Lloyd's Maritime and Commercial Law Quarterly
- Discipline: Law
- Language: English
- Edited by: Francis Rose

Publication details
- History: 1974–present
- Publisher: Lloyd's List Intelligence (United Kingdom)

Standard abbreviations
- ISO 4: Lloyd's Marit. Commer. Law Q.

Indexing
- ISSN: 0306-2945

Links
- Journal homepage;

= Lloyd's Maritime and Commercial Law Quarterly =

Lloyd's Maritime and Commercial Law Quarterly ("LMCLQ") is a legal journal published by Lloyd's List Intelligence that publishes articles relating to commercial law and shipping law. It is currently edited by Professor Sir Francis Rose of the University of Southampton.
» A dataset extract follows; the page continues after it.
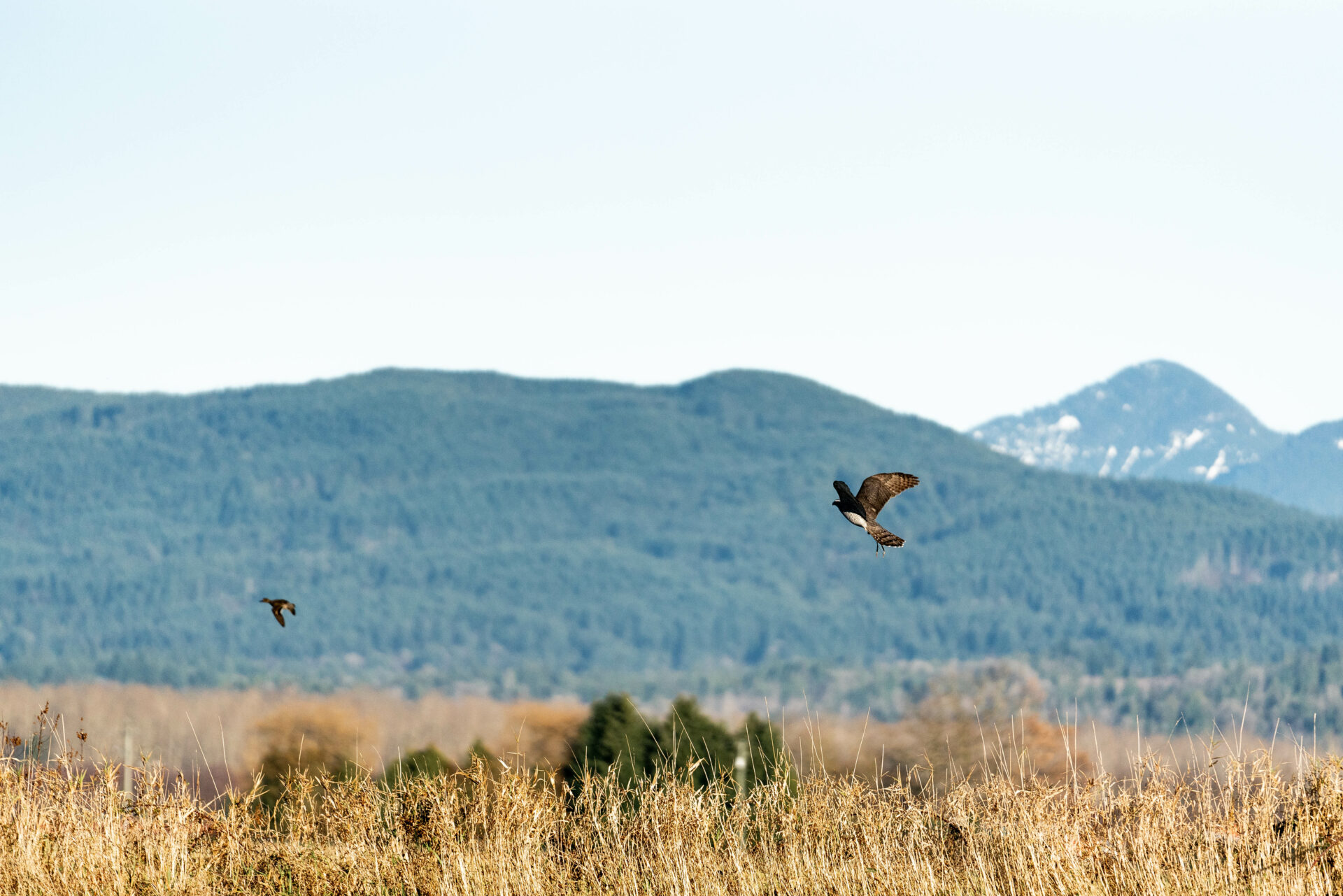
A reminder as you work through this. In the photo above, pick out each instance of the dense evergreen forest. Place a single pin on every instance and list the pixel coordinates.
(537, 535)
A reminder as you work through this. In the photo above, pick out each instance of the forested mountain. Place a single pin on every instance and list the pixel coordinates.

The LMCLQ was established in 1974. The Australian Correspondent was for many years the current Chief Justice of Tuvalu, The Hon Charles Sweeney QC. The legal research repository Hein Online has described the journal as bringing its readership "in-depth discussion of current commercial law topics by some of the world’s leading legal thinkers". It is considered one of the "world's leading journals" in the area of maritime and commercial law.

As of 2013, it is the most cited English law journal in the world in the field of maritime Law.